Pat the spatchcocked turkey dry with paper towels and season all over with 1 tbsp salt. Leave uncovered in the fridge overnight to dry out the skin.

2

Rinse the turkey, pat dry and allow to come to room temperature while you prepare the glaze.

3

To make the glaze, zest and juice the lemons. Combine the olive oil, spices, lemon zest, lemon juice, salt, pepper and maple syrup to create a fragrant glaze. Rub the glaze all over the turkey, then leave to marinate for at least 1 hour.

4

Preheat the oven to 200°C, gas mark 6.

5

Place the turkey skin-side up on a tray fitted with a cooling rack to ensure even cooking. Roast for 30 minutes, then lower the temperature to 180°C, gas mark 4. Quarter the onion and halve the garlic. Add to the tray and continue roasting for a further 45 minutes.

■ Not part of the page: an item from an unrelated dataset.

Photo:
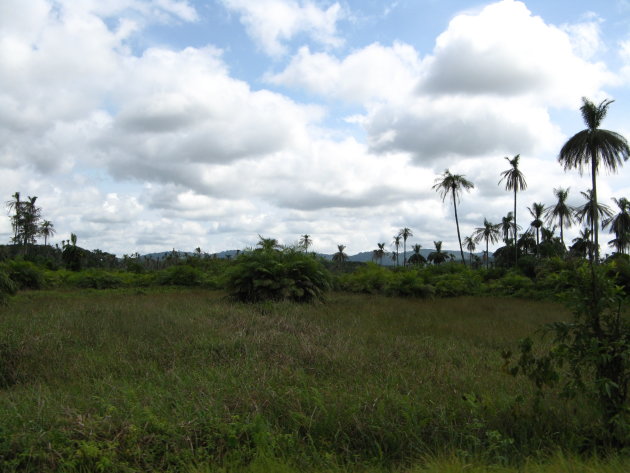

Turn the turkey halfway through cooking to ensure it cooks evenly and develops a beautiful char. The turkey is cooked when a thermometer inserted into the thickest part of the breast reads 74°C and the juices run clear. Remove the turkey from the oven and let it rest for 15 minutes.

6

Evenly scatter the fresh za’atar on a platter and place the turkey on top. Halve the pomegranate and place the halves on the edges along with the fresh dates.

7

Carve the turkey and serve while hot.